Qualcuno già scommette che stia per saltare subito e che il simpatico bostoniano sia stato utile solo alle volpi dell’insider trading, da sempre molto informate sulla società giallorossa. Vedremo, come Gianni Mura definiva Bugno. Quello che è certo è che il possibile arrivo degli ‘americani’ ha evidenziato alcuni nervi scoperti della nostra politica sportiva. Prima di tutto quello del proprietario straniero: che al di là della sua affidabilità imprenditoriale è di sicuro un soggetto incontrollabile dai vari poteri presenti in una metropoli. Facile tenere al guinzaglio un Dino Viola senza grandi capitali propri, un Ciarrapico che tutto doveva alla politica e una famiglia Sensi stra-indebitata, ma con il metaforico sceicco il giochino riuscirebbe più difficile.
Il secondo nervo scoperto è quello della ‘romanità’ della squadra, un bel vantaggio come marketing ma per altri versi una zavorra: la Roma, dieci volte più della Lazio (tale è la proporzione fra le tifoserie in città) è considerata dalla politica e dall’imprenditoria che gravita nell’orbita della capitale come un mezzo per ottenere visibilità a costo zero, scaricando i costi sulla collettività (comode rateazioni fiscali, affitti a prezzi di favore) o su banche che non possono dire di no. Non si tratta solo delle migliaia di biglietti omaggio, problema che non a caso Dibenedetto ha già sollevato, che rappresentano quasi uno status visto che i beneficiari non sono in genere mendicanti, ma di una sorta di tutela che impedisce progetti ad ampio respiro.
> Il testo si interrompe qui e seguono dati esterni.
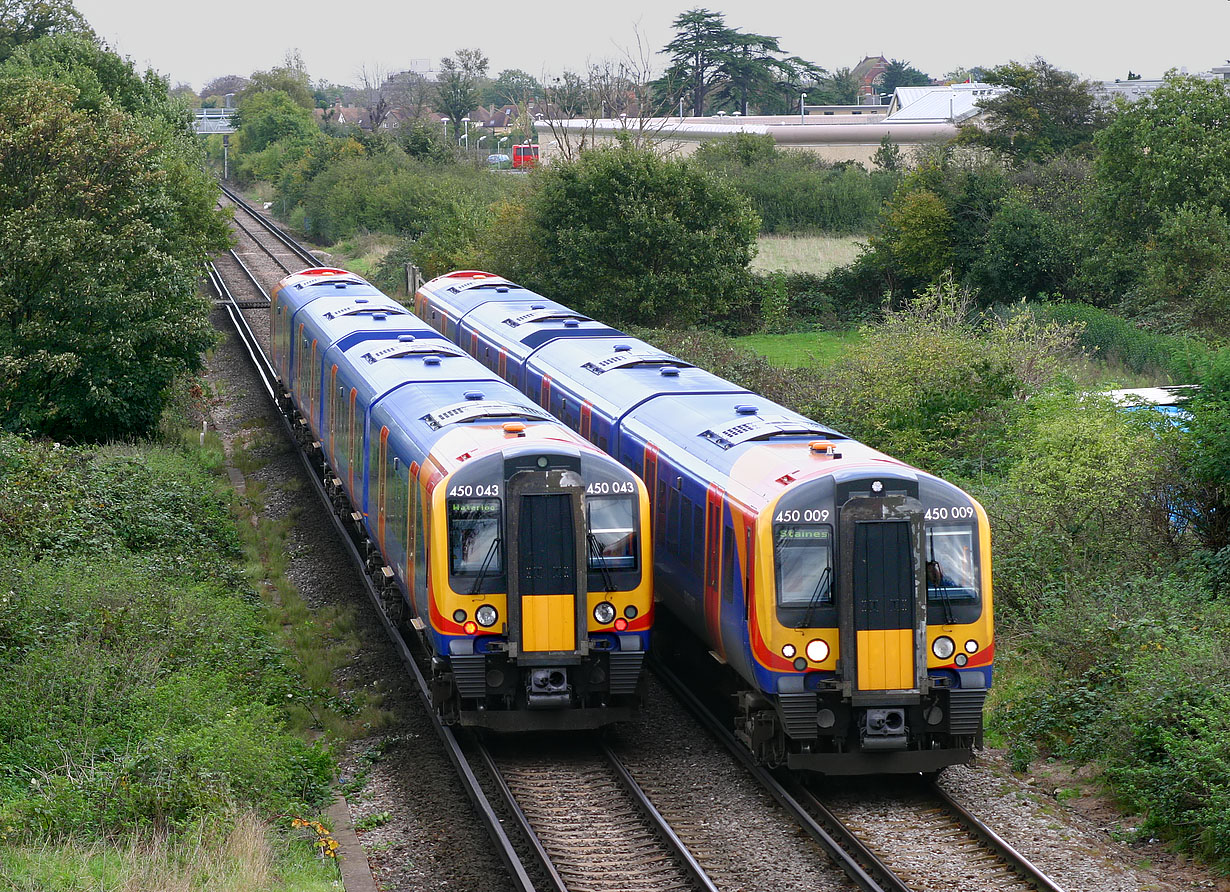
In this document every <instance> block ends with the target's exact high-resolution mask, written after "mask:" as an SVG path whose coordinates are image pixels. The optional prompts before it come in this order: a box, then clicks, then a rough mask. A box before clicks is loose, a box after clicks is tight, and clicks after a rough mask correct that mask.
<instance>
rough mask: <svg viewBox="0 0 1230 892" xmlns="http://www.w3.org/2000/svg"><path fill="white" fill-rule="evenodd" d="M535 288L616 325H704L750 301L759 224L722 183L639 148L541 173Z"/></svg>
mask: <svg viewBox="0 0 1230 892" xmlns="http://www.w3.org/2000/svg"><path fill="white" fill-rule="evenodd" d="M539 177H540V180H539V188H538V189H536V191H535V192H534V193H533V194H531V196H530V197H529V199H528V208H526V221H525V226H526V236H528V241H529V242H533V244H535V245H536V246H538V250H539V251H540V252H541V258H542V262H541V263H539V265H538V268H536V273H538V274H536V276H535V277H534V282H533V284H536V285H538V287H539V288H540V289H541V290H542V292H544V293H545V294H547V295H557V297H560V298H561V299H566V300H567V301H568V303H571V304H574V305H577V304H579V308H581V309H582V310H583V311H585V313H590V314H593V315H595V316H598V317H599V319H603V320H604V321H608V322H611V324H636V325H668V324H669V325H675V326H688V325H692V324H696V322H699V321H701V320H704V319H706V317H708V316H710V315H711V314H715V313H721V311H722V310H724V309H726V308H727V306H728V304H729V303H731V301H732V299H733V298H734V297H736V295H738V294H740V293H743V290H744V289H745V288H747V282H748V262H749V261H750V258H752V252H753V245H754V244H755V237H756V233H758V230H759V220H758V219H756V215H755V213H754V212H753V210H752V208H750V207H749V205H748V203H747V201H745V199H744V198H743V197H742V196H739V194H738V193H737V192H736V189H734V188H733V187H732V186H731V185H729V183H727V182H724V181H723V180H721V178H718V177H716V176H713V175H711V173H707V172H706V171H704V170H701V169H699V167H697V166H695V165H692V164H690V162H688V161H685V160H679V159H663V157H661V156H659V155H657V154H654V153H653V151H652V150H648V149H637V148H633V146H630V145H626V146H619V148H609V149H595V150H592V151H587V153H583V154H582V155H581V156H579V157H578V159H577V160H576V161H572V162H557V164H554V165H550V166H549V167H545V169H542V170H541V172H540V173H539Z"/></svg>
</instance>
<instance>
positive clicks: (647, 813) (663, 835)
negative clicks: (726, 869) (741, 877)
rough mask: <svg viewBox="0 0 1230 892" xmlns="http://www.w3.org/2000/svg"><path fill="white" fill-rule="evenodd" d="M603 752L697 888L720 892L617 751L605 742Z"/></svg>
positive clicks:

Fra questi il mitico stadio di proprietà, la cui sola ipotesi ha fatto imbizzarrire il presidente del CONI Petrucci che con toni degni di miglior causa (”Dibenedetto rispetti la storia dell’Olimpico”) ha ribadito però quello che tutti pensano: in Italia non c’è bisogno di nuovi stadi, tanto meno se costruiti facendosi regalare superfici commerciali o edificabilità dei terreni. Quello che è certo è che non sarà facile per la Roma liberarsi della tutela della politica in senso ampio (solo qui si ascoltano deputati di sinistra difendere delinquenti di estrema destra), conscia del fatto che portare in piazza tremila sfaccendati nella capitale d’Italia ha un peso diverso che farlo a Napoli o a Milano.